The lifting of Rule 506 would allow managers of private funds with aggregate assets under management of $1trn (€780bn) in 2011 to target institutional investors without a public offering.
Yet the SEC’s proposal leaves untouched some of the concerns raised in state regulators’ submissions to the SEC over verification of accredited investors, with one regulator claiming failure to detail the verification process required of fund managers would leave investors vulnerable to “scam artists”.
In a move likely to be welcomed by fund managers, the proposal stipulates only that fund managers must take “reasonable steps” to ensure investors are accredited.
SEC chair Mary Schapiro said yesterday: “Whether the steps taken are reasonable would be an objective determination based on the particular facts and circumstances of each offering and investor.”
She added that she hoped the post-publication 30-day consultation period would throw up comments especially on this aspect of the proposal.

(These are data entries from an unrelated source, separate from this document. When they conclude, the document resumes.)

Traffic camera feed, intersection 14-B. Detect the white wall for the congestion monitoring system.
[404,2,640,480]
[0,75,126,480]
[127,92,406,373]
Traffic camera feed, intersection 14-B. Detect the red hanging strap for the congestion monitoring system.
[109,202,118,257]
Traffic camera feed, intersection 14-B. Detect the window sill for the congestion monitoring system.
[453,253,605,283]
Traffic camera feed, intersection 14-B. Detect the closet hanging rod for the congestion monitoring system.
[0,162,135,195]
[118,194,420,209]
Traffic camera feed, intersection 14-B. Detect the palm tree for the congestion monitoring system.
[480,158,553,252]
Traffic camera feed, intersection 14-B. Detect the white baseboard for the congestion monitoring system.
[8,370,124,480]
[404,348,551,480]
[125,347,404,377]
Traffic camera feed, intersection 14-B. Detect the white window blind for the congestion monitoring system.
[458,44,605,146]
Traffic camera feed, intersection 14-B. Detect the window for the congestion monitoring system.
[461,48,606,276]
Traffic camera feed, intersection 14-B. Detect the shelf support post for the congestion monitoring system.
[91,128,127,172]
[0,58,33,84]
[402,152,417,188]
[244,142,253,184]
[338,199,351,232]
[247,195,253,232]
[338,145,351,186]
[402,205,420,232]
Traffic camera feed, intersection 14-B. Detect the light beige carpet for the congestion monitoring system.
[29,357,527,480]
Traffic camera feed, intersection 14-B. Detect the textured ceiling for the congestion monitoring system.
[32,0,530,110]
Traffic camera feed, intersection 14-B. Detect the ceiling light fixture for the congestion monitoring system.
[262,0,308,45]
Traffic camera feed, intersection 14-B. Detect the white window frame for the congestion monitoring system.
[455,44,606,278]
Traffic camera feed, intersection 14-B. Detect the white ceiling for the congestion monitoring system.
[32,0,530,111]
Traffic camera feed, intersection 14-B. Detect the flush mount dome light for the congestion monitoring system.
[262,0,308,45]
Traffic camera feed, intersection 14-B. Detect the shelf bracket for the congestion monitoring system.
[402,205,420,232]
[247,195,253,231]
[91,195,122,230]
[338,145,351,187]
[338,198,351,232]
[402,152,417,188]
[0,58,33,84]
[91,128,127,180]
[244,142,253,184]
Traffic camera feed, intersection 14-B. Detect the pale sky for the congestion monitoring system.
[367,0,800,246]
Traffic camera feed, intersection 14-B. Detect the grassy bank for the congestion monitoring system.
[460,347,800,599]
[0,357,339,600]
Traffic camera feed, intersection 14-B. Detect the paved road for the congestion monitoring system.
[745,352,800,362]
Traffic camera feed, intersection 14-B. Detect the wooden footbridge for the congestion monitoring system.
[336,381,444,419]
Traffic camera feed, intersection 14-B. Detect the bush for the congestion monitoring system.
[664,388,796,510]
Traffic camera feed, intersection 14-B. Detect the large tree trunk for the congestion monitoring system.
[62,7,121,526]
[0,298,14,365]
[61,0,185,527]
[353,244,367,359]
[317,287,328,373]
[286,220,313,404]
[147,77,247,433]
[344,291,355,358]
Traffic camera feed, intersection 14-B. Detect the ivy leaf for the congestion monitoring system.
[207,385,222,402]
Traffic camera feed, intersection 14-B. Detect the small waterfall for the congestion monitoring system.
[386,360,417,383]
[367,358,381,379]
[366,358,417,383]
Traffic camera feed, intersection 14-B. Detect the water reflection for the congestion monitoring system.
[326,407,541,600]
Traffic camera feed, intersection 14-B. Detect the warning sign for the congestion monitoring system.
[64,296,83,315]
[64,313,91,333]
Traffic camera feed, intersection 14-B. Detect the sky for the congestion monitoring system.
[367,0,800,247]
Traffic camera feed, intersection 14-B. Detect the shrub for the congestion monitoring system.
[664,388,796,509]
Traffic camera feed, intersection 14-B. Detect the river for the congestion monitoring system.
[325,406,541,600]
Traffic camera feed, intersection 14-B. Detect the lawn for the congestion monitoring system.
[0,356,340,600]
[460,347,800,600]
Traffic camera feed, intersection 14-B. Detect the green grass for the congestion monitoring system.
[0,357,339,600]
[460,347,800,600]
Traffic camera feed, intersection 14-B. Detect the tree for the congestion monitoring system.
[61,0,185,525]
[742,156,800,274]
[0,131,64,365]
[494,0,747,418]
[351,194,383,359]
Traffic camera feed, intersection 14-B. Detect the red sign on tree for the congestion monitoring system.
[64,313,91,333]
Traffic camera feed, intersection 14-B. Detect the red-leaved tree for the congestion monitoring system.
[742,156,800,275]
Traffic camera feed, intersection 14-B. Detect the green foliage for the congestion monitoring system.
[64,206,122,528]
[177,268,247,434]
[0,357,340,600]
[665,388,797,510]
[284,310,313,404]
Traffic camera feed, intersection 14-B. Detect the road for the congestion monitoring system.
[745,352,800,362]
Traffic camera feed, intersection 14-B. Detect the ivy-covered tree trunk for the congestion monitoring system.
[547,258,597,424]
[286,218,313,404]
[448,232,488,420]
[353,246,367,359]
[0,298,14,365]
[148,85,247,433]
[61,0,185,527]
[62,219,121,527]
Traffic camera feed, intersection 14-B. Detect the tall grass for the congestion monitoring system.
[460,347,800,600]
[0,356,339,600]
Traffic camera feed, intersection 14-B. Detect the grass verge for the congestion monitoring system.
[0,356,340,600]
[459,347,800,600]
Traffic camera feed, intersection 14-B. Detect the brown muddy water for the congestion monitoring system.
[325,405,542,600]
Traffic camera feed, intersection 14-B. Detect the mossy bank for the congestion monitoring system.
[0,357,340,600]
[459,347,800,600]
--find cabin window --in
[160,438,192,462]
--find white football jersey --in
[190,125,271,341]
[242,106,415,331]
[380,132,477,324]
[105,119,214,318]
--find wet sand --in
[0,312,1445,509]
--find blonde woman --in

Backed by 75% of SEC commissioners, the proposal also includes revisions required in the JOBS Act to Rule 144A, which restricts secondary trading in funds to qualified institutional buyers (QIB) – effectively, large institutional investors.
In future, the seller would be required only to have a reasonable belief that the prospective buyer was a QIB, but would not be required “to follow uniform verification methods that may be ill-suited or unnecessary to a particular offering or purchaser, given the facts and circumstances”.
Schapiro has in recent months been scathing about what she sees as an “unachievable” 90-day deadline imposed by Congress for lifting restrictions required to make regulations compliant with the JOBS Act.
Although she yesterday accepted the “narrow mandate” imposed by the JOBS Act, she hinted that the SEC would look more thoroughly at private funds’ marketing in future.